Ask yourself one question: How can you attract and retain a community of top-notch tech talent? Because that’s what most tech professionals are searching for more than anything else: an intellectual community.

Fortunately for tomorrow’s tech elite, it’s no longer a case of “Silicon Valley or bust.” Take a look at cities like New York, Austin, Boulder, Portland, Los Angeles, Philly and Baltimore and you’ll find a thriving tech scene in each of these places. The emergence of better video conferencing tools and collaboration software — and of professional training centers like Khan Academy, Codecademy, Code.org and Treehouse — has made it possible to build world-class tech companies in unlikely places.

But in order to attract that talent, you ought to start planning now. According to a new study by the Bureau of Labor Statistics (BLS), an estimated 1.4 million new tech jobs will be created by 2020 in the U.S. alone. By contrast, the same study shows only 400,000 American students will graduate with the STEM skills required to fill those vacancies. In other words, we’re now staring at a deficit of around one million unfilled tech jobs in four years’ time.

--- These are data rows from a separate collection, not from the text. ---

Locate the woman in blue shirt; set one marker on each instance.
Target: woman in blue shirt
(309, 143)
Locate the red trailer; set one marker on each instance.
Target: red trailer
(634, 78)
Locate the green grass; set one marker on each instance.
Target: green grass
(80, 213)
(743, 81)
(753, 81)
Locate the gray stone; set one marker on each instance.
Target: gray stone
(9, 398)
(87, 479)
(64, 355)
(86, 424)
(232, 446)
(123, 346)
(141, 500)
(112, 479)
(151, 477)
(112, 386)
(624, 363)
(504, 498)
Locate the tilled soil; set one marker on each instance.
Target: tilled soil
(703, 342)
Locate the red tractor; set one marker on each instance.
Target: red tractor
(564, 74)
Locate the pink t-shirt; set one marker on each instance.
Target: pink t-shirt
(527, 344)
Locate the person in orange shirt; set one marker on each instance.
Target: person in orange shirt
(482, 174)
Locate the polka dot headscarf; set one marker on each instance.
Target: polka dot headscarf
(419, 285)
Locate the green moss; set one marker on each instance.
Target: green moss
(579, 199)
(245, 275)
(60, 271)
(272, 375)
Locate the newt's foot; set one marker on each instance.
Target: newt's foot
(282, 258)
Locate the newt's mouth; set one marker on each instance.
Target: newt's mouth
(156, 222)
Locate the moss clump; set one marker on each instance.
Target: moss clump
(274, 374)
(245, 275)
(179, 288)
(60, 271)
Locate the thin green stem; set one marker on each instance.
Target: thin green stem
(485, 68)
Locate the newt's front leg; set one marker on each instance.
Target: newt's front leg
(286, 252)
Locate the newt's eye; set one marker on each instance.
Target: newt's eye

It’s an incredible opportunity for STEM professionals seeking to enter a market. But we shouldn’t neglect the standpoint of the “sellers” — those cities looking to attract top tech talent.

Tech professionals are monumentally picky about where they choose to make their home. By showcasing some of the cities where tech talent actually is being drawn beyond the confines of the Valley, and by showcasing cities that are already on their way (if not, in fact, already there) toward going head to head with Silicon Valley and winning, my hope is that even more American cities will follow suit.